Wednesday, October 5, 2011

PowerPivot and SQL Azure

When PowerPivot was released, I was sceptical. Yes, it could be a great tool for in-house reporting, but not so with a SaaS application. My experience was that SaaS reporting should be embedded in the application. Maintaining a separate reporting systen such as SSRS, or even Telerik Reporting, in addition to the main application would be too much work. And it turned out that a ASP.NET ROLAP control like DevExpress ASPxPivotGrid would be good enough for both standard reports and custom reports, eliminating the need for another reporting system.

This reasoning applies if there are extra costs involved in supporting a new system. PowerPivot, however, is purportedly a self-service system. If it doesn't impose new costs, why not support it ? Unfortunately, even if there are no report authoring costs, there are still system-level problems that have to be solved before PowerPivot can be used in the public internet. First, you need to configure networking to allow secure access to your data. A direct SQL connection to your database is not always a good idea, and data services can take too much time to develop and set up. Once there is access to data, the next problem is to make sure that your database system scales up to the new demand. Alternatively, you may want to implement resource management so that PowerPivot doesn't hog up too much resources. These are hard problems for a small SaaS provider, but interestingly, they are also problems that Azure promises to solve.
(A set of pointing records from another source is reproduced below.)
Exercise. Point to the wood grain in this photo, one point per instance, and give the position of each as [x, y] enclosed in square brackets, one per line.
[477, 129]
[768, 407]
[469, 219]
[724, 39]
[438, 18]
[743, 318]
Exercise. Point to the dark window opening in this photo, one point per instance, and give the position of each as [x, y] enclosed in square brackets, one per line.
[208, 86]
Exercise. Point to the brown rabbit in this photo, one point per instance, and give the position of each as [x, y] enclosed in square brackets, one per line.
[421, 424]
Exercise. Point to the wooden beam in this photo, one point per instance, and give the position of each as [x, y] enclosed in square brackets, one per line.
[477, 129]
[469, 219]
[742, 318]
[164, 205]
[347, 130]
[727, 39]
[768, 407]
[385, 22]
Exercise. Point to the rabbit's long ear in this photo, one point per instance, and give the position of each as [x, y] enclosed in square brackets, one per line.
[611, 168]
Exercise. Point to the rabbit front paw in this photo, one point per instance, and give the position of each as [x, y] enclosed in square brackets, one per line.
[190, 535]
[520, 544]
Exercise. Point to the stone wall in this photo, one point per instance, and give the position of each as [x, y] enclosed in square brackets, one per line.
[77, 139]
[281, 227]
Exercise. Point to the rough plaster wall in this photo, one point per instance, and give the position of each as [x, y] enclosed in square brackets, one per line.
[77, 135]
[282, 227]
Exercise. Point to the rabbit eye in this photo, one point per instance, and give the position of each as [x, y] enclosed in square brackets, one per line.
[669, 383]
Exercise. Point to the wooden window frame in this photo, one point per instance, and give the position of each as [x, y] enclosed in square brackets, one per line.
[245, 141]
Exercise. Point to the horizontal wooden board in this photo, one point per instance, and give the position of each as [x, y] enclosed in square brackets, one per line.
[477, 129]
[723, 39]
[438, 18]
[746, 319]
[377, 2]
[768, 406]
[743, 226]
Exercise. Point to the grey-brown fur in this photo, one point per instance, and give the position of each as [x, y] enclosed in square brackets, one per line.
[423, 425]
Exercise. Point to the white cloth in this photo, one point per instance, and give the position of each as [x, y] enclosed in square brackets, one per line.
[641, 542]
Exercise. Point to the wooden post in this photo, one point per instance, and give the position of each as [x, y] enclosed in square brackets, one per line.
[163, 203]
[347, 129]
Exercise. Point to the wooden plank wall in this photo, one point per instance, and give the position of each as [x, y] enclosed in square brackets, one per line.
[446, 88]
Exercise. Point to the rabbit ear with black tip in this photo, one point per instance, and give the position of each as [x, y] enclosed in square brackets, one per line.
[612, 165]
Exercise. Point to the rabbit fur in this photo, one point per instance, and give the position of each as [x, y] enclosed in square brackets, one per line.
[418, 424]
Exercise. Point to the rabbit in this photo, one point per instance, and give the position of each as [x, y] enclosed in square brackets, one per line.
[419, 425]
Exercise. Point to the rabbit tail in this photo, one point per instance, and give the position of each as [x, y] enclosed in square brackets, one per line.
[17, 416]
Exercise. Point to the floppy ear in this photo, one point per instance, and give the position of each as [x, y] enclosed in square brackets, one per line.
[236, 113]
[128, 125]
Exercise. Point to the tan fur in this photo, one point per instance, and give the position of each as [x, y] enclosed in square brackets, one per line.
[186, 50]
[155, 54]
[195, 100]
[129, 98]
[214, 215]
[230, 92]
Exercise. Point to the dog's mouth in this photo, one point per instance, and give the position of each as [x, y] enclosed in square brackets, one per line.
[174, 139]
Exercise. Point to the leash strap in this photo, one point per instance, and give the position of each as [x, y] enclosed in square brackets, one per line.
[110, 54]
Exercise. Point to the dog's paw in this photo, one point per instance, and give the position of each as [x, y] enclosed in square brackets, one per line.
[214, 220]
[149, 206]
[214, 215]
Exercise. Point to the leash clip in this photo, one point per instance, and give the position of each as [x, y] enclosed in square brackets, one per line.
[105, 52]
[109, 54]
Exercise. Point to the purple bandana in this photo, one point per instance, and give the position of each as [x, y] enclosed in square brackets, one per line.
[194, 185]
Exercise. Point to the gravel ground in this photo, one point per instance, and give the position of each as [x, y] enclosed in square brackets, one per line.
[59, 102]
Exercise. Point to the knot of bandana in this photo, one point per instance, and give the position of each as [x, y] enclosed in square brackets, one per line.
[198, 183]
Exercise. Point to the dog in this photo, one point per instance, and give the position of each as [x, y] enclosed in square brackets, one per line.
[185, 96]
With my simple application running in Azure, I was all set to experiment with PowerPivot. The easiest way to use PowerPivot with Azure is to connect directly to a SQL Azure database. This is done in two steps:

  1. In Azure management portal, add your current IP address to the firewall rules for the SQL Azure server. 
  2. In PowerPivot, connect to the database. There's a little catch: Ordinary database connection didn't work, PowerPivot just crashed Excel. You need to use "From Other Sources" - "Microsoft SQL Azure"



And there you have it, flexible PowerPivot access to your data. I'm impressed how well it complements web-based reporting. I've used it to answer questions about the data for which the PivotGrid does not adapt easily, such as percent-of-total calculations. The main restriction with PowerPivot is that it suits best for power users with full access to data. Setting up views for row-level security is too much hassle in most cases.

-mika-

Sunday, September 4, 2011

Moving to Azure


Today, I moved my small application to Azure. Rarely have I been this excited. Azure reminds me of the days when I was fifteen and Netscape Navigator was just released. I spend nights in my friend's place browsing the web with a 14kbps modem and a 486. The internet was nothing it is today, but it was exciting.
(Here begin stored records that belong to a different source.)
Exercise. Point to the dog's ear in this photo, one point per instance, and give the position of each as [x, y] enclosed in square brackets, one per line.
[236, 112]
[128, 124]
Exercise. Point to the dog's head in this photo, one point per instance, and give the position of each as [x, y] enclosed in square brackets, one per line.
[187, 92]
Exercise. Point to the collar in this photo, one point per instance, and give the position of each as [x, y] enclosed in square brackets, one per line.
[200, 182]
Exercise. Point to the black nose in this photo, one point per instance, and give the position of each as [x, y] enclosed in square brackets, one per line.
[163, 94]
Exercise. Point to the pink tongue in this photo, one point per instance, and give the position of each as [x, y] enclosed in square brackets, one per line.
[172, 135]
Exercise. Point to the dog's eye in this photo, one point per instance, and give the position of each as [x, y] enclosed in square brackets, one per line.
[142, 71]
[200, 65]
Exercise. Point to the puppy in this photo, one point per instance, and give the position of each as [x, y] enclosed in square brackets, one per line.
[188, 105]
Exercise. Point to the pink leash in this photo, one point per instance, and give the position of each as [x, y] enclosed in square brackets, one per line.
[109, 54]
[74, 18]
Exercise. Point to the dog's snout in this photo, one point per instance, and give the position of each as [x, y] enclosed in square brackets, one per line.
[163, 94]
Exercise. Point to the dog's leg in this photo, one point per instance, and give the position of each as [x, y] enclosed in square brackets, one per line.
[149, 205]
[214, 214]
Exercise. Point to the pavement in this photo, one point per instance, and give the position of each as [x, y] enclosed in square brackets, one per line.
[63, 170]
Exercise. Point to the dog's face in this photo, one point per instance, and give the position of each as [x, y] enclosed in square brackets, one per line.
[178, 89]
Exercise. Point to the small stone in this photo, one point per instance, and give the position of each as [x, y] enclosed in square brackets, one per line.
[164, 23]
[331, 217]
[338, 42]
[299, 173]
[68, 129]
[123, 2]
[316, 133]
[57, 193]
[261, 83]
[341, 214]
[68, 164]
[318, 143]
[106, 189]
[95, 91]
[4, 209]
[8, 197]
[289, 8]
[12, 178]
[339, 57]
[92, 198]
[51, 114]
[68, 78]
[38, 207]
In my professional career, I have had to run dozens of times to a server facility, installing new servers, putting out fires on existing ones and so on. I have used multiple different customer VPN connections to different server environments, each with its own peculiarities. The hardware costs are reasonable, but the management burden is getting out of control as the business grows. The worst thing is that the quality of system administration is not what it should be, when developers like me work as accidental server, network and database administrators.

Azure promises to fix a lot of this. It is not perfect, and my skills are not yet fit to this new environment. Azure costs can run high compared to a cheap server. I'm more afraid of mistakes, downtime and data loss, but have less control to fix things. There is no simple SQL Azure backup system. I'm not convinced that I could recover a broken webapp fast. At least there is Remote Desktop now.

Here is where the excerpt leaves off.